Diane Brown
Executive Director, Arizona PIRG
Executive Director, Arizona PIRG
Arizona PIRG Education Fund
A new report card from the Arizona PIRG Education Fund issued Arizona a failing grade for missing the opportunity to kick-start electric transportation and infrastructure through its use of funds from Volkswagen’s nearly $3 billion settlement.
After VW was caught three years ago violating emissions standards in 590,000 cars marketed as “clean diesel,” the automaker agreed to create an “Environmental Mitigation Trust” to be distributed across all 50 states (along with the District of Columbia and Puerto Rico).
After the settlement was finalized, the Arizona PIRG Education Fund released recommendations for how Arizona should allocate funds from the Environmental Mitigation Trust. To fully take advantage of the opportunity, the organization recommended using the maximum allowable amount (15 percent) to invest in electric vehicle charging infrastructure and that the remaining amount (85 percent) be spent on new, all-electric transit and school buses to replace older, outdated diesel models.
“The VW settlement money presented our state with a unique chance to accelerate electrification of school and transit buses and to invest in electric vehicle charging infrastructure,” stated Diane E. Brown, Executive Director of the Arizona PIRG Education Fund. “Instead, Arizona steered away from the opportunity to boost transportation electrification by spending VW settlement money on new diesel buses to replace older diesel buses.”
Brown mentioned that the VW settlement does not preclude states from spending the money on new diesel or compressed natural gas technology. However, the organization considered the negative health impacts caused by fossil fuels and prepared the study to focus on whether Arizona and other states used the VW settlement money to electrify transportation.
Brown also noted that although Arizona’s decision will have a net short-term emissions benefit, older diesel vehicles nearing the ends of their useful lives will need to be replaced with or without the VW settlement money.

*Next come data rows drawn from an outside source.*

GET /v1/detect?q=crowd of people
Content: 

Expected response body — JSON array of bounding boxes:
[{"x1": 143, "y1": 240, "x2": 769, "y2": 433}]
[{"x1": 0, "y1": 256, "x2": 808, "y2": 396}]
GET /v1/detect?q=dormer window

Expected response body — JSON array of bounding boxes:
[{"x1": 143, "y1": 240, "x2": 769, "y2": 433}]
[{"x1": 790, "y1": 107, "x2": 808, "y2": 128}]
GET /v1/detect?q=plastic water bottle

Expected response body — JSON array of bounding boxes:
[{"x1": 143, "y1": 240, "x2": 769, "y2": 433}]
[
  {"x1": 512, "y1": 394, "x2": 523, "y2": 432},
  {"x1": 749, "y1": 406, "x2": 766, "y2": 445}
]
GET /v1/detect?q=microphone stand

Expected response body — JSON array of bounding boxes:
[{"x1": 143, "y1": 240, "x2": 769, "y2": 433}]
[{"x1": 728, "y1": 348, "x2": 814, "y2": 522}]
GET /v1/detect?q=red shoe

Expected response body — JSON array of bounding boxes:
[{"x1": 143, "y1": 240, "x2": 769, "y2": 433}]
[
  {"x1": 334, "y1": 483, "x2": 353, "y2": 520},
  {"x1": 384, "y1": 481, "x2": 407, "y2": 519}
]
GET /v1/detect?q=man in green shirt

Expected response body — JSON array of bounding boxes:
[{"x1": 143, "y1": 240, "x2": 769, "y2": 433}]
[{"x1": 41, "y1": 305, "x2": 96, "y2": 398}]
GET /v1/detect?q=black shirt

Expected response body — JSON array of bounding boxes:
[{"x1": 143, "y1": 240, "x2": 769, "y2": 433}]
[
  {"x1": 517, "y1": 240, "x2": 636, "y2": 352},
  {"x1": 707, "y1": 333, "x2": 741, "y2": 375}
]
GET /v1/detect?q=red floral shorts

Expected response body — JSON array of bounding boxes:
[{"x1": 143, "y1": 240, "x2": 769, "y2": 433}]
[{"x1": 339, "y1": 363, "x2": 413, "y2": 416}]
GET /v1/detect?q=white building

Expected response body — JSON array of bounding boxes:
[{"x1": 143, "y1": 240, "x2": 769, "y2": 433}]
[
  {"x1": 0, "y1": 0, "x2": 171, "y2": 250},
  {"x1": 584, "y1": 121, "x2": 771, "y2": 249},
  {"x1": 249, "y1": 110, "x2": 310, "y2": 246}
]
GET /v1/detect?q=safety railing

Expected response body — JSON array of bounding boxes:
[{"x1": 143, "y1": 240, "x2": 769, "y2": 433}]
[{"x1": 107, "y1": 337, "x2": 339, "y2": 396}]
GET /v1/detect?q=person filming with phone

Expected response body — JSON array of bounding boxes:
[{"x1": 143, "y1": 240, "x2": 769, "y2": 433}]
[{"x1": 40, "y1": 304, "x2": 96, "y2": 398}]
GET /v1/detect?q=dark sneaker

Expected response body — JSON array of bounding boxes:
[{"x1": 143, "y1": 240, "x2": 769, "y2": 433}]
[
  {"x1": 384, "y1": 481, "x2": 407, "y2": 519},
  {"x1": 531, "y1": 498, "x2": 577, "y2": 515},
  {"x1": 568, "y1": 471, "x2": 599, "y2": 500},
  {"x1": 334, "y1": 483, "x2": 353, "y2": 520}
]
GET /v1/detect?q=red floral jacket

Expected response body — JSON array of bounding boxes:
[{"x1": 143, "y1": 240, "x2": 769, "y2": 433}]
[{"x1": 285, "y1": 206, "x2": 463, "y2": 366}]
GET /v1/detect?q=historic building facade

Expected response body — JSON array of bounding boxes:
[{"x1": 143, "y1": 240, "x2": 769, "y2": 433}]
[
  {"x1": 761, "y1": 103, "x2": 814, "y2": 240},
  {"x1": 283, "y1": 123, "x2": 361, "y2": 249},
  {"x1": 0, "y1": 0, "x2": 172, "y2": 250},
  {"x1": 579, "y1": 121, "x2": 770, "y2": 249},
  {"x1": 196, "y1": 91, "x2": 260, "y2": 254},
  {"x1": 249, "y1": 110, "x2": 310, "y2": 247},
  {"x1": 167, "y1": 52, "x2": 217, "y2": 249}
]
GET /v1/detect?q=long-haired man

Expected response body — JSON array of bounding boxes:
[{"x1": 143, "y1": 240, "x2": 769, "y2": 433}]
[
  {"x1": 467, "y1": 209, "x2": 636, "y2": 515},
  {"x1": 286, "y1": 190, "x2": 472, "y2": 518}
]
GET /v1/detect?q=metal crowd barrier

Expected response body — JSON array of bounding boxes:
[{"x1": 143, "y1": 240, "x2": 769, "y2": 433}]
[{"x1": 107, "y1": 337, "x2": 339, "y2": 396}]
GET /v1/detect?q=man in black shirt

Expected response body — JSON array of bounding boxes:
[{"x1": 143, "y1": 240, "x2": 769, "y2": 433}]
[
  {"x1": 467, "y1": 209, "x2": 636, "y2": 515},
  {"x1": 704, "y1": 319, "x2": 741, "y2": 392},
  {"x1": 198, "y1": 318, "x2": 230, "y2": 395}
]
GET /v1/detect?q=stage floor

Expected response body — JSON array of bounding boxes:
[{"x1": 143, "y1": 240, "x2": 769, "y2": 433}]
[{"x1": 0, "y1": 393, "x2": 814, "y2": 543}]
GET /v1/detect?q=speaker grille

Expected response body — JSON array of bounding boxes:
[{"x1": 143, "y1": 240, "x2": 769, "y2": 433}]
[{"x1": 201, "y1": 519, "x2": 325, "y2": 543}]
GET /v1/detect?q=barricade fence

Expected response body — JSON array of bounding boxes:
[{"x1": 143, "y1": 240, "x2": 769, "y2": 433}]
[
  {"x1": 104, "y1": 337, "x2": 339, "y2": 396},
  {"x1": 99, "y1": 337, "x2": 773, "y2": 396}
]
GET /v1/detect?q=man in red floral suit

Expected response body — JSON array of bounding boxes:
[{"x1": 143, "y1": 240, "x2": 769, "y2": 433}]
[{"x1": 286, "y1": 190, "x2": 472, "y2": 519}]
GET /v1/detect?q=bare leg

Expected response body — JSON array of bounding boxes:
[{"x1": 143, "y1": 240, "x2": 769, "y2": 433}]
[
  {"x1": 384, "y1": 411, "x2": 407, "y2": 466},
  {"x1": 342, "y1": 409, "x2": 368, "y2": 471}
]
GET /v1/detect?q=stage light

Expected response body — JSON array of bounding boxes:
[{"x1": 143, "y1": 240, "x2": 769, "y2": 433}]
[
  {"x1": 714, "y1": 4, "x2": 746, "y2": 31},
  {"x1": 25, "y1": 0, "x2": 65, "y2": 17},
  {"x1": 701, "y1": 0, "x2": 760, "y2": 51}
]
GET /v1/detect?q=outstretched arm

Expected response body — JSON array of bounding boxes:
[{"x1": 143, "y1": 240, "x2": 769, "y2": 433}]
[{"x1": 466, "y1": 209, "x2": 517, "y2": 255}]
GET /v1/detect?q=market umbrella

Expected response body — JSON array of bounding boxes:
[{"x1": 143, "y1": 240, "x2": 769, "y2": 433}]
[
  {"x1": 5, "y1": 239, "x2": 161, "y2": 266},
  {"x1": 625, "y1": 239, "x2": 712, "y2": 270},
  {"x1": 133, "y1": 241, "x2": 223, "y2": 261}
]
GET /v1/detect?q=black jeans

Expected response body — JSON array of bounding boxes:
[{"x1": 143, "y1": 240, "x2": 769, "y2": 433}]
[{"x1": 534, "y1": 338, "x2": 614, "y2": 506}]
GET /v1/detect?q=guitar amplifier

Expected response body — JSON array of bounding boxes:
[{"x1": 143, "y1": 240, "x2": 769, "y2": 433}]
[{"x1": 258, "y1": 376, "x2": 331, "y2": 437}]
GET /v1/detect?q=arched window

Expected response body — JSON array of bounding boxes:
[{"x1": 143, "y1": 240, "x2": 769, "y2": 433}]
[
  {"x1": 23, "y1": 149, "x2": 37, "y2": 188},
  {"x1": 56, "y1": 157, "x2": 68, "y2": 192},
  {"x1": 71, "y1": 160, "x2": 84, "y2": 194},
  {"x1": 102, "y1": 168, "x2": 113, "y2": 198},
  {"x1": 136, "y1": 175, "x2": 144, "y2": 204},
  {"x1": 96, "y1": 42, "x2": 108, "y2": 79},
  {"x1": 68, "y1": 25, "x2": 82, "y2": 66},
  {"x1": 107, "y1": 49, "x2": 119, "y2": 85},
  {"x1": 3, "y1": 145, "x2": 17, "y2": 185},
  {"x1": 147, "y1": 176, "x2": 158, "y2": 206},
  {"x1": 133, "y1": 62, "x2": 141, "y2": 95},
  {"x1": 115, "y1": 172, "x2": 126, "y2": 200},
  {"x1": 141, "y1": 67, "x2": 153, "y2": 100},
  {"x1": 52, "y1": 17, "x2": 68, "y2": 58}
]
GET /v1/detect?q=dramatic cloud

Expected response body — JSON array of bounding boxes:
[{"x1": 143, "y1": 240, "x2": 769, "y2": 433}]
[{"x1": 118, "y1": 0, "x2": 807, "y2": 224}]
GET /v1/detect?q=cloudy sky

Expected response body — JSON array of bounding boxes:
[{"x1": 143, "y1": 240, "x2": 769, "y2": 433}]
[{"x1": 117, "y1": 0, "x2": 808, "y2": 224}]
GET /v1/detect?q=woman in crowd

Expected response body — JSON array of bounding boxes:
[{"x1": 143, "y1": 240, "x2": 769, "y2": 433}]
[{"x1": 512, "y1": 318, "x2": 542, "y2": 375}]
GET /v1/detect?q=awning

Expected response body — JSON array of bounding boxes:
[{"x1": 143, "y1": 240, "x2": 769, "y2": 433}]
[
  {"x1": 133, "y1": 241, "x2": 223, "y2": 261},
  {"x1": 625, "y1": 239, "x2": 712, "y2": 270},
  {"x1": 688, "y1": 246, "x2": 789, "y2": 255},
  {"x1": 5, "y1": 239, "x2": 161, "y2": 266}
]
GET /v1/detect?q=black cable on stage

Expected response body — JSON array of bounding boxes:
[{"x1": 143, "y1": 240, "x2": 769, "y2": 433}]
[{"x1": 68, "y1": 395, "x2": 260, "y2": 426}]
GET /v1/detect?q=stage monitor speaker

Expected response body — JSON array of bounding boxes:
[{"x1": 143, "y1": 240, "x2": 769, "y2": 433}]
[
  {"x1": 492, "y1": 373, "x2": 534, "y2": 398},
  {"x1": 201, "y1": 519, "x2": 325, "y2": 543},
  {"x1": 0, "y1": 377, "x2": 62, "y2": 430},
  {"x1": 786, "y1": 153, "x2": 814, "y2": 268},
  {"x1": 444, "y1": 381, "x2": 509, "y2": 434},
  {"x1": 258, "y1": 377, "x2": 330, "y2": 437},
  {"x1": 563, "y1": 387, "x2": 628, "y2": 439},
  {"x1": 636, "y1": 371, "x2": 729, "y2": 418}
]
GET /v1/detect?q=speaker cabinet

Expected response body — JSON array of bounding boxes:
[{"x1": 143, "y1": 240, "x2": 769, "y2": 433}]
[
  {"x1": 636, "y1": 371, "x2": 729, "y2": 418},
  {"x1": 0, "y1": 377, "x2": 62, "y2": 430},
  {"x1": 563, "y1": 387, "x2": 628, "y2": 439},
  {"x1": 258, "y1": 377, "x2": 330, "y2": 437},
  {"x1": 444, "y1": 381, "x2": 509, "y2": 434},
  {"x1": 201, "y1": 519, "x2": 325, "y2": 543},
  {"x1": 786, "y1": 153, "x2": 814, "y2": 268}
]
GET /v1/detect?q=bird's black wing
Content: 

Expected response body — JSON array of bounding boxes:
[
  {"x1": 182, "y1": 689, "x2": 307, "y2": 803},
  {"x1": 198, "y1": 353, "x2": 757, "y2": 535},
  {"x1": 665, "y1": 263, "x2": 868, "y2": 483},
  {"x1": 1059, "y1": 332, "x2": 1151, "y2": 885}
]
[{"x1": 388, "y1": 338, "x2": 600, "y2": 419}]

Brown said the VW money should not serve as a substitute for whatever other source of funding would have been used for those replacements; instead it should be used to make up the difference in price between a new diesel replacement and a new electric replacement.
The Arizona PIRG Education Fund scorecard highlights that the state allocated about $38 million of the state’s share of the VW settlement to replacing old, outdated diesel school buses with 330 new diesel buses. According to the scorecard, if the state either provided separate funding or required school districts to obtain funding up to the $111,000 it would cost to replace the diesel bus in normal order, and then provided an additional $119,000 per bus from the VW settlement to cover the cost difference between a diesel and electric bus, Arizona could have replaced old, outdated school buses with 309 new electric buses. If the state increased the allocation towards schools by an additional $1.3 million, it could still have replaced 330 old diesel buses, but with 330 new electric buses instead of new diesel buses. The Union of Concerned Scientists has stated that the emission reduction benefits of 330 new electric buses far outweigh the emission reduction benefits of 330 new diesel buses.
The study comes as the summertime travel season is underway. The vast majority of miles traveled are in gas-powered cars that contribute to poor air quality, asthma and other respiratory illnesses.
The study gave only 15 states a C or better for money-spending policies that increase access to electric vehicle charging and bolster electric school and transit bus fleets. Fourteen states (including Arizona) and Puerto Rico received a failing score.